Do you find yourself meandering like this? Interrupting your life for someone who needs you? Do you feel frustrated? I know others do. After I finished getting Mom's furnishings and pizzas back in place, I stepped next door to give a couple of books to her neighbor, Ruth. Mom loves Ruth, who checks on Mom each night, who tries to get the ladies in their shared villa together for special time, who needs to be helping others. She's a longtime pastor's widow. She has leukemia. Today, she told me, with tears in her eyes, that she often wondered why God had her there. I told her because she was on a mission, and she was serving wonderfully. She is. God's special messenger.

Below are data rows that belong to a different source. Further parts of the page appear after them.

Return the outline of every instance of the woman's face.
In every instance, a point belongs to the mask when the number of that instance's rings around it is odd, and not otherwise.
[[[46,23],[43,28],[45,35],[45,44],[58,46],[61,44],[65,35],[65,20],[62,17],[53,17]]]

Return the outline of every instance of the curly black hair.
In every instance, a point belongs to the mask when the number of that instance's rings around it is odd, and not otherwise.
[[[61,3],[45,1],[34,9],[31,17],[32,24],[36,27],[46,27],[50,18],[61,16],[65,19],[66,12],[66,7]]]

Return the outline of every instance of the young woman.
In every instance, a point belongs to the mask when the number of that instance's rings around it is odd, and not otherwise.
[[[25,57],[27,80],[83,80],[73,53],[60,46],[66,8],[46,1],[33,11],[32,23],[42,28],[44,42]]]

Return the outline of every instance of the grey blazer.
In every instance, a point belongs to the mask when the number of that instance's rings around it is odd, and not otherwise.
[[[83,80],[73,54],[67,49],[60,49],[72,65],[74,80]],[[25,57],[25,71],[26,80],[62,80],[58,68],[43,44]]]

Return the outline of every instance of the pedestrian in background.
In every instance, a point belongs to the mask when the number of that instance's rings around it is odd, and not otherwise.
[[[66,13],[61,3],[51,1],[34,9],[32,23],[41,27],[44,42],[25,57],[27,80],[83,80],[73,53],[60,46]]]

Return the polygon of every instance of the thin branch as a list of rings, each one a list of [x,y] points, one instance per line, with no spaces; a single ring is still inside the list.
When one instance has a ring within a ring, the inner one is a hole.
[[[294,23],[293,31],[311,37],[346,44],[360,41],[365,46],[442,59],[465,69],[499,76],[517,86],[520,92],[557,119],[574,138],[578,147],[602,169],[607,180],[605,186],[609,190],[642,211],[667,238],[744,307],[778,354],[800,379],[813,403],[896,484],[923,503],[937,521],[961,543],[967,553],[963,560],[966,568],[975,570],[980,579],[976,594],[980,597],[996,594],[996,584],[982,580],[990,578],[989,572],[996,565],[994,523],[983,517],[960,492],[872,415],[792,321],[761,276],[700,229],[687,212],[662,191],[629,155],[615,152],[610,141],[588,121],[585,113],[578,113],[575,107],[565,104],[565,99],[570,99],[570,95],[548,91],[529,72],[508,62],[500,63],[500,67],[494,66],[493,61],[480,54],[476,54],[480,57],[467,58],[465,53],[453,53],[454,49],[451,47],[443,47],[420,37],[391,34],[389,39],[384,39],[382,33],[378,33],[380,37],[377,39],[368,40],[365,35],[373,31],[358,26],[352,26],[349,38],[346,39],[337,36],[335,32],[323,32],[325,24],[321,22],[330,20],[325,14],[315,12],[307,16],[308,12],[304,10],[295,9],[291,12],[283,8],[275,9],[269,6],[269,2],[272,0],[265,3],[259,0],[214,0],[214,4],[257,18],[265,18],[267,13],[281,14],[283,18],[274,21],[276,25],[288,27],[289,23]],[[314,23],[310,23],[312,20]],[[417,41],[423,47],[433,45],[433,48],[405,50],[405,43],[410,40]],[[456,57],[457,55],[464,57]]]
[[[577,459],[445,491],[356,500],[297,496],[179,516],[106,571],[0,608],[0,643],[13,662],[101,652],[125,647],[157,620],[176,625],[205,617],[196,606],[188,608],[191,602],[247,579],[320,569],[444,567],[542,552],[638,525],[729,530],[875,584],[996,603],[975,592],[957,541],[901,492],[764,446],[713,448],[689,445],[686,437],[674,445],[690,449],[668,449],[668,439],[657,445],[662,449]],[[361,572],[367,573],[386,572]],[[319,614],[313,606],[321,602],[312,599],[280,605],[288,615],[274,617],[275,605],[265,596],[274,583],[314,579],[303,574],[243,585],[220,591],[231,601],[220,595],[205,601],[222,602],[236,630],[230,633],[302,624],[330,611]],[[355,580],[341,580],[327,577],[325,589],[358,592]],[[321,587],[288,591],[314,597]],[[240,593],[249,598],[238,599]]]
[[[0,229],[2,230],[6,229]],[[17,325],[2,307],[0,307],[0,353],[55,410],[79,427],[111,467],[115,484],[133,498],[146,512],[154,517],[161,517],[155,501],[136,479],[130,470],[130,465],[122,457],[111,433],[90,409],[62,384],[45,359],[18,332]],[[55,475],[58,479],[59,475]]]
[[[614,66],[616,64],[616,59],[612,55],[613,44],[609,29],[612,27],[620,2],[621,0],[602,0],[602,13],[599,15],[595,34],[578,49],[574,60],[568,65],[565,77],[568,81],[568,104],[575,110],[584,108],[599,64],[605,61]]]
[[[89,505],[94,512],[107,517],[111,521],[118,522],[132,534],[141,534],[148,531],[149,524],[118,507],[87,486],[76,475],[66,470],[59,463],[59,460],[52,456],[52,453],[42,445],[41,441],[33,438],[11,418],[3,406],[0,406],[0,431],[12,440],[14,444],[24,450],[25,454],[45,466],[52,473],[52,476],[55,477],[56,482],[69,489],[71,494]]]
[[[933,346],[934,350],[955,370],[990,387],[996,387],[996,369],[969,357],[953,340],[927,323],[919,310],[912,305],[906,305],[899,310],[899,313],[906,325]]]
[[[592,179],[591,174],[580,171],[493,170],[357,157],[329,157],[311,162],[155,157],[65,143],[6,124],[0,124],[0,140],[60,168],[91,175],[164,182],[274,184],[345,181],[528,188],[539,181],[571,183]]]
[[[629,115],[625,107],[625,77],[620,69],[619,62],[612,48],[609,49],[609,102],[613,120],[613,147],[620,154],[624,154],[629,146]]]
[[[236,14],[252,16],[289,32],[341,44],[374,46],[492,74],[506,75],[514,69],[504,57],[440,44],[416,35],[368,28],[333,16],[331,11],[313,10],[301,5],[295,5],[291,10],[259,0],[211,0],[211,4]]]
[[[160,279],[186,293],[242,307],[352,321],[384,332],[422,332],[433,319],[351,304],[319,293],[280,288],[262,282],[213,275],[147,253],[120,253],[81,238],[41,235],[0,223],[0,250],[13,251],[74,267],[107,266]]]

But do you ever consider, while you're meandering through life, interrupted so often by others, that you, too, are doing exactly what God wants you to do? That your calling is to be available for those who need you, whether that be your children, your husband, your ailing parents or neighbors? I used to get so frustrated when I had a writing deadline and someone interrupted me in the middle of a scene. So God gave me a sabbatical. I'm on it. My job right now is to care for my mother--and maybe offer encouragement to those who help her and touch her life, from her counselor to her neighbor. I'm called, as well, to pray for so many of my friends who need prayer right now.
Someday, I'll probably have deadlines again. Someday. For now, I'll write what I can while I meander, doing another ministry to which God has called me. They will know us as Christians by the way we love one another.
How about you? Any meandering that might actually be your season of living with a different purpose? God's purpose?